Portrait - Brèjnev : Aveugle et Disc Jokey

Courageux, talentueux, ouvert, mais…non-voyant. Aujourd’hui, après près de 20 ans passés à lutter pour réussir, comme une personne normale, l’handicap de Zaté Brèjnev continue d’être un obstacle à tous ses projets. Portrait d’un révolté.
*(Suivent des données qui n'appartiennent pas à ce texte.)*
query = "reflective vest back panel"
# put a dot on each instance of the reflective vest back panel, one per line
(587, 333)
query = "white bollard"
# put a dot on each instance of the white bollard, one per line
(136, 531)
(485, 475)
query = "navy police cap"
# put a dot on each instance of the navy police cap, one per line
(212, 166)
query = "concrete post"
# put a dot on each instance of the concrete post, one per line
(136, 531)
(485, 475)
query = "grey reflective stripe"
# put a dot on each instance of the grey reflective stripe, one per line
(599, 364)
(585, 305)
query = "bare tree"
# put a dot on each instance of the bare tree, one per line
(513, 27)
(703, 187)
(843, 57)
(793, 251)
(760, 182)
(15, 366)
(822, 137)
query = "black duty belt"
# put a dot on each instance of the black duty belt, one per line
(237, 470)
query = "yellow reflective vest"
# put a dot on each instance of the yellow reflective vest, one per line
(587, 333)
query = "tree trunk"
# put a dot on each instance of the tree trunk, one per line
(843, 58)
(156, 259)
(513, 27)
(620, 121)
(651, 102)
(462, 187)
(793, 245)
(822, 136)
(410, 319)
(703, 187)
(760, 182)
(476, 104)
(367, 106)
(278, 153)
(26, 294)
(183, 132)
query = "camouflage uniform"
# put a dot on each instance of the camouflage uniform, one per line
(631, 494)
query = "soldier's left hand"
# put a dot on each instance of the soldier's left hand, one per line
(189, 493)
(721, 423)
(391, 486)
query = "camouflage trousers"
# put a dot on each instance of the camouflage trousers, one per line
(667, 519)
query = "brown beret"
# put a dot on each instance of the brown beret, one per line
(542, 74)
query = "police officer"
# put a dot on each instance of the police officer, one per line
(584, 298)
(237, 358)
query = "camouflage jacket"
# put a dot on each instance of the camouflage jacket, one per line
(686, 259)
Assis dans l’une des deux rangées de sièges rembourrés du Douhahou-Bar, nous avons de la peine à avaler une sucrerie tant nous pensons aux 700 Fcfa que nous avons déboursés pour l’avoir. Du coup, ce bar de Yopougon Groupement-foncier, flamboyant de ses jeux de lumière à l’entrée, nous fait méditer sur la surenchère des boissons dans ces lieux chics. Soudain, une voix sauve et pénétrante de Dj (Disc-jockey), sortie de nulle part, se fait entendre dans le bar. Les trois boomers installés dans chaque angle de la salle répercutent agréablement la voix qui accompagne la musique. Entre la lueur chatoyante des jeux de lumière et la climatisation, l’ambiance commence à plaire. Mais, ce qui plait le plus c’est cette voix qui provient d’une petite cabine vitrée à l’entrée de la salle. A l’intérieur, le Dj, muni d’un casque, est concentré sur sa platine. Derrière lui, une petite étagère où sont rangés des Cd (Compact disc). Le Dj fait des « atalakus» (faire les éloges d’une personne) avec des mixages millimétrés. Il manie la platine en vrai pro. Ce n’est pas nouveau certes, seulement, ce Dj-là est aveugle…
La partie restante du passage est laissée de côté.